Commotio retinae is the result of blunt trauma or blast injury.
High impact sports activities
The primary pathology is traumatic disruption of the photoreceptor outer segment and reversible loss of cone pigment in the retinal pigment epithelial . Damage to blood vessels in the nerve fiber layer also occurs with greater force of shock wave.
Commotio retinae is the result of a closed globe blunt trauma or blast injury to the eye.
Blunt trauma causes displacement of the lens-iris diaphragm with expansion of peripheral structures outward. This causes stretching and tearing of ocular tissues secondary to vitreoretinal traction and hydraulic forces transmitted[3, 4].
With blast injury, external shockwaves are generated secondary to heat-induced expansion of explosive products. External shockwaves hit the body and create internal shock waves throughout the body and within the eye. These cause shearing and tearing at tissue surface interfaces .

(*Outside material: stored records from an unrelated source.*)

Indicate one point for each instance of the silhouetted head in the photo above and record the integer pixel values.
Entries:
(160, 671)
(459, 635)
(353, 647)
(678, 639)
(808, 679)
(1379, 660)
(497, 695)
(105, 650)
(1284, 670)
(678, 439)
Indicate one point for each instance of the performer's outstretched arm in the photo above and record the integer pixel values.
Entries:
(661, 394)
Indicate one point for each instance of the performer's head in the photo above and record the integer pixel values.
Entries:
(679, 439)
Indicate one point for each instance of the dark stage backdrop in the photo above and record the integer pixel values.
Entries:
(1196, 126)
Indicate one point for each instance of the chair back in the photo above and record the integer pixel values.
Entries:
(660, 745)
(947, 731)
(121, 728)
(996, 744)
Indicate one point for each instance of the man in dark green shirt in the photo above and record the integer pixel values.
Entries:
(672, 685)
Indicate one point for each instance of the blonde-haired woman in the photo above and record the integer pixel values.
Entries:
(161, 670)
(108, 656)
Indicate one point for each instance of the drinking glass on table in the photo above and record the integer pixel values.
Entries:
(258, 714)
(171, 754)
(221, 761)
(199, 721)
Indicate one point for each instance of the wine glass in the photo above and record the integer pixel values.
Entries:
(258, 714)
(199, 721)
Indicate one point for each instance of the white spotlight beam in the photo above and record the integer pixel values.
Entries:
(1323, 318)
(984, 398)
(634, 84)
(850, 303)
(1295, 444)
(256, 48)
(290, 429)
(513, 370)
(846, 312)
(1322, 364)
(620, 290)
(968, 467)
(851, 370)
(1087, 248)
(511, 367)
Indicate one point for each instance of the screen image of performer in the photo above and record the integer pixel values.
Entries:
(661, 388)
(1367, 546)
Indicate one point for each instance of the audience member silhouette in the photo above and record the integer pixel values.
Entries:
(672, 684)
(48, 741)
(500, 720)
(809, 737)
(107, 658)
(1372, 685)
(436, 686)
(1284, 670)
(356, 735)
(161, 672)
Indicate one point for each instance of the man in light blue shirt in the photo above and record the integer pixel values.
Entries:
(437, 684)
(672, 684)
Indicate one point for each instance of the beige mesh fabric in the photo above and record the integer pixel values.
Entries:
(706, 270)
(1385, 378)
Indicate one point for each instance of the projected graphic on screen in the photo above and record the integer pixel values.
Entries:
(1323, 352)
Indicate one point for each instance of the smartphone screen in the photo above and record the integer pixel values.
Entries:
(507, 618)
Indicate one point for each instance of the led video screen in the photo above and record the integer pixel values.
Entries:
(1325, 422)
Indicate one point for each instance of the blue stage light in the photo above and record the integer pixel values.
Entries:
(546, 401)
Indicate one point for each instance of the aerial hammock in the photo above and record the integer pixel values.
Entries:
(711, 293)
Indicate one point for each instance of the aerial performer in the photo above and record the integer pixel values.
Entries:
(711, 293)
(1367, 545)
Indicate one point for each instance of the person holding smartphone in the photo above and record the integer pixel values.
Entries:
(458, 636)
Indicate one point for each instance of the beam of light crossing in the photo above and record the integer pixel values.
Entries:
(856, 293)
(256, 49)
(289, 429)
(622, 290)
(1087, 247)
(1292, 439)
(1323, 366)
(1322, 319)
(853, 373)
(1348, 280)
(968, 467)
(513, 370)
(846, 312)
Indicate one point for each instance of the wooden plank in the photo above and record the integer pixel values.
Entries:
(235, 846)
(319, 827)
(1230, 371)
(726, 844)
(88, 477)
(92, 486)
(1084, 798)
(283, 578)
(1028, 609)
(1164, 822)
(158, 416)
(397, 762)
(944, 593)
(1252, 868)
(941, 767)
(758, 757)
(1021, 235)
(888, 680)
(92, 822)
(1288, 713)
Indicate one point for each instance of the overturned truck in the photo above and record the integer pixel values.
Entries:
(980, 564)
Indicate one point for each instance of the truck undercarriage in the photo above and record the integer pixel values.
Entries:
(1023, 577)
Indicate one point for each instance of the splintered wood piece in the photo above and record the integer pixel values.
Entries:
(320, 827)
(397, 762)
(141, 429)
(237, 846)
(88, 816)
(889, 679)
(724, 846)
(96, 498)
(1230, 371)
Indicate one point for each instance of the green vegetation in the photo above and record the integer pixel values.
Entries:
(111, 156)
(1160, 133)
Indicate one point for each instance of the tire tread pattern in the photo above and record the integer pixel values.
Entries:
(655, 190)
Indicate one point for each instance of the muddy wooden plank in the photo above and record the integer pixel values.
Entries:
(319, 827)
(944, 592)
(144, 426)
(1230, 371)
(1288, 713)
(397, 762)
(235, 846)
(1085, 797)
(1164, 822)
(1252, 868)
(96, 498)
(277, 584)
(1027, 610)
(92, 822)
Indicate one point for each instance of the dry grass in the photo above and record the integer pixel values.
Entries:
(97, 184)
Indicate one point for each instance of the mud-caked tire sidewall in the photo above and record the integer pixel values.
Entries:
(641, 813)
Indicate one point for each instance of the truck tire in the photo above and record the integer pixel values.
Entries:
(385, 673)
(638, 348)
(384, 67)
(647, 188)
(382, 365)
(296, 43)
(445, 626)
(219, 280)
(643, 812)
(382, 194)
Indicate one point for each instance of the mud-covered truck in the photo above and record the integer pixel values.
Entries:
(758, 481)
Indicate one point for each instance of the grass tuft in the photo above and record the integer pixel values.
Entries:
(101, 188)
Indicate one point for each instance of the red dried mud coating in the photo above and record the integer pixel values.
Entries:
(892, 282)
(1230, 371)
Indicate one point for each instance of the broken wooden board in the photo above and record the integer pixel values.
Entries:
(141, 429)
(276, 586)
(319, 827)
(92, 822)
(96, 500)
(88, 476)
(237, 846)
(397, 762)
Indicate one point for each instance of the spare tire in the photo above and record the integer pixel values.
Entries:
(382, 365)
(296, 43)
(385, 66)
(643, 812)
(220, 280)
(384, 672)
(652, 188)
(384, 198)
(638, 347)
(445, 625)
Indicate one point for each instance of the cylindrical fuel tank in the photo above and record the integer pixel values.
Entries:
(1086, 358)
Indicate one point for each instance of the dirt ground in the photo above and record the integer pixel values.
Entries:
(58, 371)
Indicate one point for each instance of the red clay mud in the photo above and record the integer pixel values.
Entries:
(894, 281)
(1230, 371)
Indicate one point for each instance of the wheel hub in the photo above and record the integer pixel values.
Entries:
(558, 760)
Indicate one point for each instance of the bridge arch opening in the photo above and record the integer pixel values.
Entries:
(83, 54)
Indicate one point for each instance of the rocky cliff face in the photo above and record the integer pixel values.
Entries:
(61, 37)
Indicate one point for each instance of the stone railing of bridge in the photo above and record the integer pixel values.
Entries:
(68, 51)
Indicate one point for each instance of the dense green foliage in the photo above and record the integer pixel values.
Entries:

Macular commotio retinae is presumed to be a countercoup mechanism of injury secondary to retropulsion and an increase in intraorbital pressure. Because the globe is elastic, it compresses under pressure and can absorb shock waves. The retina, however, is inelastic and bears the full effect of shock waves passed on by the elastic globe. Extramacular commotio retinae, on the other hand, is thought to be a result of direct trauma to sclera overlying the injured retina.
Regeneration of photoreceptor outer segment begins at 1 week and continues for at least 2 months which may explain course of visual acuity recovery.
Primary prevention includes protective eye wear for patients playing sports. 2-mm polycarbonate lenses in normal streetwear is recommended for athletes in low impact sports. Sports frames with a 3-mm polycarbonate lens is recommended for moderate to high impact sports. Eye protection with sports frame meeting impact-resistance standards should be used by athletes who wear contact lenses and by those who do not need corrective lenses. Face masks attached to a helmet should be used in sports such as hockey, football, baseball, and lacrosse.
Diagnosis is clinical and is made with characteristic findings on dilated funduscopic exam and history of trauma or blast injury. DFE shows gray-white opacification of the neuroretina with occasional RPE mottling.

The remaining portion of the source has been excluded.